In a meta-analysis comparing hemorrhoidectomy with office-based procedures, hemorrhoidectomy was the most effective treatment for patients with grade III hemorrhoids, but is associated with increased pain and the highest complication rates.

Hemorrhoidectomy can be open or closed.

The closed approach is associated with decreased postoperative pain, faster wound healing, and lesser risk of postoperative bleeding.

Postoperative complications, hemorrhoid recurrence, and infectious complications are similar on open and closed hemorrhoidectomy.

Complications after surgical hemorrhoidectomy are few, with the most common being postprocedure hemorrhage and most larger series reporting an incidence between 1% and 2%.

Acute urinary retention has been reported to occur between 1% and 15%.

Stapled hemorrhoidopexy uses a circular stapling device to create a mucosa-to-mucosa anastomosis.

Stapled hemorrhoidopexy excises the submucosa proximal to the dentate line, resulting in a relocation of the anal cushions and int2242uption of the feeding arteries.

Stapled hemorrhoidopexy is effective for internal prolapsing disease, it does not address external hemorrhoids.

Stapled hemorrhoidopexy is associated with less pain and faster recovery when compared with excisional hemorrhoidectomy, and surgical complication rates are similar between groups.

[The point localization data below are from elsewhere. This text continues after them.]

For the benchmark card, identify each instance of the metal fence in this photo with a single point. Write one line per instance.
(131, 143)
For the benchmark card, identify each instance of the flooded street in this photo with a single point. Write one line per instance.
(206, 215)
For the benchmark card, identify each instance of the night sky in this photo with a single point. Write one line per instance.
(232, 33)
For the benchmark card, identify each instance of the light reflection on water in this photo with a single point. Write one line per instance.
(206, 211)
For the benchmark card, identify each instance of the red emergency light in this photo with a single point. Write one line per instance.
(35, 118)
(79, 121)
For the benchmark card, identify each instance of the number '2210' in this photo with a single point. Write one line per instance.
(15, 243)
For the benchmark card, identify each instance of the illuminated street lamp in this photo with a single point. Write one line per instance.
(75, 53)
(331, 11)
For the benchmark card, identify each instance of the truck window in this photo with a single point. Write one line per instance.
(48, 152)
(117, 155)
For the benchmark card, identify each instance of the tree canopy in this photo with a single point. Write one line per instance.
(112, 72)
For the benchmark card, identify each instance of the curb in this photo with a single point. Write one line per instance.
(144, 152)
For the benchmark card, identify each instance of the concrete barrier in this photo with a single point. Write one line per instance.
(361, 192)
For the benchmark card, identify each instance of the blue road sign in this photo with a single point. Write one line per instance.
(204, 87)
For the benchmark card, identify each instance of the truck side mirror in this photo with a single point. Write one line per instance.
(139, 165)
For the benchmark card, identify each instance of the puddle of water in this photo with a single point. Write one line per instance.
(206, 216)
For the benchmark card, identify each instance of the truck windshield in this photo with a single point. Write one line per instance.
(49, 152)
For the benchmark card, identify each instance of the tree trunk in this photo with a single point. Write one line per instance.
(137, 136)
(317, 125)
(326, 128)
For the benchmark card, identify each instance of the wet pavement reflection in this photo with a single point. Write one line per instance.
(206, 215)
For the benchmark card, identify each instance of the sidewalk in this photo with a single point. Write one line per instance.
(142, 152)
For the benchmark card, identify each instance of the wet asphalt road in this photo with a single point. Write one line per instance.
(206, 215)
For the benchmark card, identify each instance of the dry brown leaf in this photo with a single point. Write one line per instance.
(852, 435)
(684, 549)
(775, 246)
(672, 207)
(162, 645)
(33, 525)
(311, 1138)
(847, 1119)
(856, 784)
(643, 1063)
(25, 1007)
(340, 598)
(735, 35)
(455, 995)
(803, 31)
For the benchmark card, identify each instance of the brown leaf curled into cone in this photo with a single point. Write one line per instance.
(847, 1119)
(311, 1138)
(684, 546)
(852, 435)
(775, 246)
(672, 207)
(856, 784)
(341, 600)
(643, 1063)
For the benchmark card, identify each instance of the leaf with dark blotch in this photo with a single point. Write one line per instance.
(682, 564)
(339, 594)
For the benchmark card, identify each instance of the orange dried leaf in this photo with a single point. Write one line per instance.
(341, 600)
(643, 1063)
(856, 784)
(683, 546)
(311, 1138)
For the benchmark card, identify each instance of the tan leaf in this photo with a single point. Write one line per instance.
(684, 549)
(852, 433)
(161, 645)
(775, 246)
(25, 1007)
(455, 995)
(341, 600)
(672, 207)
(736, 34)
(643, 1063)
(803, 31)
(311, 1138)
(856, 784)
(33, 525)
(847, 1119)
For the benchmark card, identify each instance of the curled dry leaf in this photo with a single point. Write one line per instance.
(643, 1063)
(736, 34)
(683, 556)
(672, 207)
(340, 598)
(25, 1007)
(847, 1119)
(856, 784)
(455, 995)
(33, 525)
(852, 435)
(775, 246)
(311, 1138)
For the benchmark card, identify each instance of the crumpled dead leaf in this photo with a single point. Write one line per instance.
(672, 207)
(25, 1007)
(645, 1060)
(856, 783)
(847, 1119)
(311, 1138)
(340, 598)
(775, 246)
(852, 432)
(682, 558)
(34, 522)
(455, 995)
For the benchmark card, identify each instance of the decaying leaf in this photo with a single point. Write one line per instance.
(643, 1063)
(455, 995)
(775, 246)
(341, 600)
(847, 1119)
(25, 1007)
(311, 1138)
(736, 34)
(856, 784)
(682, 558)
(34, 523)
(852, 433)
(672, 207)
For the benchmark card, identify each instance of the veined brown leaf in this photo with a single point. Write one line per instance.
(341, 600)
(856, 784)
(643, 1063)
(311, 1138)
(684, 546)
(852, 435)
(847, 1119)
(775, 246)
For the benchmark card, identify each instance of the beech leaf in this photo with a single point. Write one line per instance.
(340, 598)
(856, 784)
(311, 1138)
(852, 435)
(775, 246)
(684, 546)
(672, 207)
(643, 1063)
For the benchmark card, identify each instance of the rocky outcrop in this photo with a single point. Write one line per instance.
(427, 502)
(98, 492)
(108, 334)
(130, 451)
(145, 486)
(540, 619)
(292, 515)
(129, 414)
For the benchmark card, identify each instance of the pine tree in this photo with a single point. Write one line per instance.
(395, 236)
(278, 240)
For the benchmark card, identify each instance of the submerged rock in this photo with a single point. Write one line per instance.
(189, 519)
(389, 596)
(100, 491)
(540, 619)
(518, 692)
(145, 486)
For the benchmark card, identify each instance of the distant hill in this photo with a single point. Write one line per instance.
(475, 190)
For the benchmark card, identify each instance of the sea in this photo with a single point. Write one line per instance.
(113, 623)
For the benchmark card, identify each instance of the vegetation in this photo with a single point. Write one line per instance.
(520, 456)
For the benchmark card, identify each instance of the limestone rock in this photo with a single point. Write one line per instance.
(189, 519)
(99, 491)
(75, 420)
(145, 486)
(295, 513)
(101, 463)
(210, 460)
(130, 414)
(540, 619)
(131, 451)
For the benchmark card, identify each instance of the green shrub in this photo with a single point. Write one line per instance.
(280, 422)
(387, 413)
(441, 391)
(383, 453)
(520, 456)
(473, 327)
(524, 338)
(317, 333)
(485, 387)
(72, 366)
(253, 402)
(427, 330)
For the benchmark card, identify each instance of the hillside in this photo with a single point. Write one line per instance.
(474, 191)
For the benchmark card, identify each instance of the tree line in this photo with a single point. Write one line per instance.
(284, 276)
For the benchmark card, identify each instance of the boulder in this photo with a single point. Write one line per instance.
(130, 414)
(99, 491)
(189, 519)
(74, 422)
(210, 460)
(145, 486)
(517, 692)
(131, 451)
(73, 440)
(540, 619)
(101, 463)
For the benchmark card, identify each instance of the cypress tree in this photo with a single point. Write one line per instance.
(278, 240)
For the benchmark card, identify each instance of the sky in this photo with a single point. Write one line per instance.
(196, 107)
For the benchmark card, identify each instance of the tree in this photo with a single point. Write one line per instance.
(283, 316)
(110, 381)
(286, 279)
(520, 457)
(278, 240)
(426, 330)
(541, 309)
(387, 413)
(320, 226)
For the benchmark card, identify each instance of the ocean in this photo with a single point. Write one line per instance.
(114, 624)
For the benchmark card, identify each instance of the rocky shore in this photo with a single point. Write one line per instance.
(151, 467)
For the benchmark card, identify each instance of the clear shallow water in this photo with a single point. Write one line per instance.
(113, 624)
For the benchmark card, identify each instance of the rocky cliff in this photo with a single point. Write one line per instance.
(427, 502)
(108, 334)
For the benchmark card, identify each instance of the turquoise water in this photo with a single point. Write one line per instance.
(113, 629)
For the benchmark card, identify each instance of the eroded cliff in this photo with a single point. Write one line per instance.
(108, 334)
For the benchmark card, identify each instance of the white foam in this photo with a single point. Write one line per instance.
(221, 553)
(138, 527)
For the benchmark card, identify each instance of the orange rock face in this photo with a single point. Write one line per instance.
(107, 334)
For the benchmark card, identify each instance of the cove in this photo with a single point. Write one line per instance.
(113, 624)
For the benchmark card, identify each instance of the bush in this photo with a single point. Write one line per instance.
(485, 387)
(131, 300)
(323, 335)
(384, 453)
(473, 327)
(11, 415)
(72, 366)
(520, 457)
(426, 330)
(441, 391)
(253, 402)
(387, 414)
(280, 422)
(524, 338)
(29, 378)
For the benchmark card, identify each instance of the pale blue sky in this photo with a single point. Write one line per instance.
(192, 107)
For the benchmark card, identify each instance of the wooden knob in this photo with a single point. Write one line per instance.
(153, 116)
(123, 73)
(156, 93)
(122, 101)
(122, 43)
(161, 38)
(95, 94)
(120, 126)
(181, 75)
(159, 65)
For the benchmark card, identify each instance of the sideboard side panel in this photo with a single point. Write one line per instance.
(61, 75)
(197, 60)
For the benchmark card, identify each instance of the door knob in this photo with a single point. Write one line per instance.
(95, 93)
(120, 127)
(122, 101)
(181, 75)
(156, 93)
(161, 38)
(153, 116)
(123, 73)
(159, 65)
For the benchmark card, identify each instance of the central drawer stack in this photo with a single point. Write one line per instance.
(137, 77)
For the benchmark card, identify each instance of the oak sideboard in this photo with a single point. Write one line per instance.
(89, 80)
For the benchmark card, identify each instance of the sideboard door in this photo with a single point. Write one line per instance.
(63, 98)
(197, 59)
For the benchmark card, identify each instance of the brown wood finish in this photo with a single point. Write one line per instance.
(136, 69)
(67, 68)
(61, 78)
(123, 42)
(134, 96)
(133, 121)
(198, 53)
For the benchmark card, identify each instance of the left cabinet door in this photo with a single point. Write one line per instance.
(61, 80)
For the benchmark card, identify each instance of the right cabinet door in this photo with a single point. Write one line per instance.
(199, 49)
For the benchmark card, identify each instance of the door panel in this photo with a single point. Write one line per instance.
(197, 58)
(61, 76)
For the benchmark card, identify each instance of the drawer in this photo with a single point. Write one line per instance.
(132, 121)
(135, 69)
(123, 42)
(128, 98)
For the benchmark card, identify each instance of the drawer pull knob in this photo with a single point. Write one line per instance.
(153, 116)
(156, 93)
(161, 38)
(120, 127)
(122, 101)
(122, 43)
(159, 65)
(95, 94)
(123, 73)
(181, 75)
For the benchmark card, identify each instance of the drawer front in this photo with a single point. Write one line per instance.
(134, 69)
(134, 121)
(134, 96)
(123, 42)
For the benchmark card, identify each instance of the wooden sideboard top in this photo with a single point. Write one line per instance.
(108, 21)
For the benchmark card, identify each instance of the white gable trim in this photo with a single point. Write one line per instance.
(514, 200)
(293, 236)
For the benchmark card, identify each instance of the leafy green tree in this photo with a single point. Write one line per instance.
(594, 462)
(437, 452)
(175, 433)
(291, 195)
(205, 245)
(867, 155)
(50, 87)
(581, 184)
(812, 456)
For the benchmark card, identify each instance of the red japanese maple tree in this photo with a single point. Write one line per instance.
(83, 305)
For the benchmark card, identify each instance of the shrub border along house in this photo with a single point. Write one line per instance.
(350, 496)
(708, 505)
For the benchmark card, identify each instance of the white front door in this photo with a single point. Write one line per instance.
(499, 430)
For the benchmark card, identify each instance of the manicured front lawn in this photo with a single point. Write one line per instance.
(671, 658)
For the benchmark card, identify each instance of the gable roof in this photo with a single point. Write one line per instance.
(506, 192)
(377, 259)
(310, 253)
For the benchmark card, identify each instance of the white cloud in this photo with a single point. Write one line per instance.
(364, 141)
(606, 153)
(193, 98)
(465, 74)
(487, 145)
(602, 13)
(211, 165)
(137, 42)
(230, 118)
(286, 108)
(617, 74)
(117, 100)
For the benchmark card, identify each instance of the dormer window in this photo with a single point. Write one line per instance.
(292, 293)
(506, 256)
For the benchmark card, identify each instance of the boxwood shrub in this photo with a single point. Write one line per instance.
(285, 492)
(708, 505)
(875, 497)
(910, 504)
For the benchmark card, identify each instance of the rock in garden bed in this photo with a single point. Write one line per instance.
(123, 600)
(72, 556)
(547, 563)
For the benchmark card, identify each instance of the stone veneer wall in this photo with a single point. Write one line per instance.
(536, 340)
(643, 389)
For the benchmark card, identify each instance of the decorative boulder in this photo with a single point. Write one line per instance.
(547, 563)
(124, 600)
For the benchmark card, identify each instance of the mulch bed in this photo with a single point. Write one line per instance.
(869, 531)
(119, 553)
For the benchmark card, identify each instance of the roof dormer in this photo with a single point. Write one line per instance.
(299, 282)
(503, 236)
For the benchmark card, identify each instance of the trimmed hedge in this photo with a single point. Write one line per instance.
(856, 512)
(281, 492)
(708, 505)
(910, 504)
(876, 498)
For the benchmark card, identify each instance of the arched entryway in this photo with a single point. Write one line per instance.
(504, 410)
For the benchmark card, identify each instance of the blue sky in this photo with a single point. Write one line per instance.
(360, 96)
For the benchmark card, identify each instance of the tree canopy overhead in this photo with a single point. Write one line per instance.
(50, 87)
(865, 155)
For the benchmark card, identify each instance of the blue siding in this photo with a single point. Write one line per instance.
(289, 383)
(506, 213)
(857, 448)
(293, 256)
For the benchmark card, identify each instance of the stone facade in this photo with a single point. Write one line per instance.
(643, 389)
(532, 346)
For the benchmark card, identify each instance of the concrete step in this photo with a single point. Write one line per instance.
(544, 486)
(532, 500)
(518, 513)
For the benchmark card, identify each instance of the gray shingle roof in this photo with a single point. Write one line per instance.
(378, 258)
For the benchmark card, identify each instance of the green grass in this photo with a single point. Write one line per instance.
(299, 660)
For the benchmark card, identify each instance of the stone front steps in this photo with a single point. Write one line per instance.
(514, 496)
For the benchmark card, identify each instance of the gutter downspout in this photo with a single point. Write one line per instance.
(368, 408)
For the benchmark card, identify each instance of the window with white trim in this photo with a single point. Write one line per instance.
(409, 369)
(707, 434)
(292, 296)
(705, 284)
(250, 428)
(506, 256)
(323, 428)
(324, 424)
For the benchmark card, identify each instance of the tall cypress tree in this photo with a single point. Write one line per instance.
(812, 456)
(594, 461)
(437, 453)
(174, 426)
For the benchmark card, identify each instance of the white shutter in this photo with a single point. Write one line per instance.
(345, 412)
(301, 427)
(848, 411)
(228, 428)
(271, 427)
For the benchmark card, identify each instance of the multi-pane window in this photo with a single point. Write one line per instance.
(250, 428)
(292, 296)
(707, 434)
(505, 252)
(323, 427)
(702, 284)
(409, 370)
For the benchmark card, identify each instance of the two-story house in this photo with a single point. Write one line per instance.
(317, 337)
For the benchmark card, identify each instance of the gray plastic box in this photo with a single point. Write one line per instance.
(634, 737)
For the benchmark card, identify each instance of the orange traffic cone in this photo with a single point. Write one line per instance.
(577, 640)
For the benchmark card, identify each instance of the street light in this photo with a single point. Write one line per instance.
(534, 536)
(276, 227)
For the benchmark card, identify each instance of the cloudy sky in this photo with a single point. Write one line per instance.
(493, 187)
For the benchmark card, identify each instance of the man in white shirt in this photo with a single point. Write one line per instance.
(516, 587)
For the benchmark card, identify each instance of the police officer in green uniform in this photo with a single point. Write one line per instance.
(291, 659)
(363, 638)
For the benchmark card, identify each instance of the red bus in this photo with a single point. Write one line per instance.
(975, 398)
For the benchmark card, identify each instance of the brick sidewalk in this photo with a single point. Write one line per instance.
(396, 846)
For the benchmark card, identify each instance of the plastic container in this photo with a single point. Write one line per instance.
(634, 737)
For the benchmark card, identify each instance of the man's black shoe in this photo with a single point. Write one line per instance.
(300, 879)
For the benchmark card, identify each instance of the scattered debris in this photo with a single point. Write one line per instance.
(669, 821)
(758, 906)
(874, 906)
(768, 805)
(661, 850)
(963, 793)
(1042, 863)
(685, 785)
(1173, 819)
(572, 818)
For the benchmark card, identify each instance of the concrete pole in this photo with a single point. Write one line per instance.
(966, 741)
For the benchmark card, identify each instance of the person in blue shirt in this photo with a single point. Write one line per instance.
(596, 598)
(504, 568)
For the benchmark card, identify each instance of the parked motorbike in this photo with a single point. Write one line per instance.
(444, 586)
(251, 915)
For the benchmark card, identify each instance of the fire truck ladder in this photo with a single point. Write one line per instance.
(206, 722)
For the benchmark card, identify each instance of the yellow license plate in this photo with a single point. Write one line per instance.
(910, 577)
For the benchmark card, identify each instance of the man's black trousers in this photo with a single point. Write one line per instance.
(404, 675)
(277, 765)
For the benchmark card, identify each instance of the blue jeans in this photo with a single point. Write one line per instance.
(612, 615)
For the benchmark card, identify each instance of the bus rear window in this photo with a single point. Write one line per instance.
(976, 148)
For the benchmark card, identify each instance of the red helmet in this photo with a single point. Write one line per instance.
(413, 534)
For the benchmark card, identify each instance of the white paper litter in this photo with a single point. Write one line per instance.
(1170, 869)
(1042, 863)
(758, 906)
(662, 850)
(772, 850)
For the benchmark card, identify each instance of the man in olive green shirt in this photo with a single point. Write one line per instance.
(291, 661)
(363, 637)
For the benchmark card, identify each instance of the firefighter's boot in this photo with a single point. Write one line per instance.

Excisional hemorrhoidectomy group has significantly better quality-of-life scores than the hemorrhoidopexy group, and significant reduction in recurrence rates.

Nonsignificant trends in favor of stapled hemorrhoidopexy were seen in pain, pruritus ani, and fecal urgency, but all of the other clinical parameters showed trends favoring excisional hemorrhoidectomy.

Topical 2% Diltiazem ointment can reduce narcotic usage and pain scores after conventional hemorrhoidectomy.